« Pourquoi es-tu revenue ? » grogna-t-il, portant un instant sur elle ses yeux bouffis, puis détournant son regard. Sa chevelure, d’un blond ardent dans sa jeunesse, avait perdu sa flamme, et il n’avait plus sur le crâne que quelques mèches grises emmêlées. « Le jeune Halla ne t’a pas épousée et tu reviens piteusement à la maison ?
— Je suis l’épouse de Durhal. Je viens chercher ma dot, mon père. »
L’ivrogne grogna de dégoût ; mais elle se rit de lui si gentiment qu’il dut de nouveau tourner son regard vers elle, non sans un tressaillement douloureux.

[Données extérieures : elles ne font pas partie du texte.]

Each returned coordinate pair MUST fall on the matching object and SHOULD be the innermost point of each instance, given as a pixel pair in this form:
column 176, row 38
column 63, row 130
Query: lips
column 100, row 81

« Est-il vrai, mon père, que ce sont les Fiia qui ont dérobé le collier Œil de la mer ?
— Comment pourrais-je le savoir ? Vieille histoire. Perdu avant ma naissance, je crois. Une naissance dont je me serais bien passé. Demande aux Fiia, si tu veux savoir. Va les trouver, va retrouver ton mari, mais laisse-moi tranquille. Il n’y a pas de place à Kirien pour les filles, pour l’or et pour tout le reste. Ici, c’en est fini de toute cette histoire ; tout s’écroule, le château est vide. Les fils de Leynen sont tous morts et tous leurs trésors perdus. Va ton chemin, ma fille ! »
Gris et bouffi comme l’araignée qui tisse sa toile dans les demeures en ruine, il tourna le dos à sa fille pour se diriger d’un pas chancelant vers les caves où il se protégeait de la lumière du jour.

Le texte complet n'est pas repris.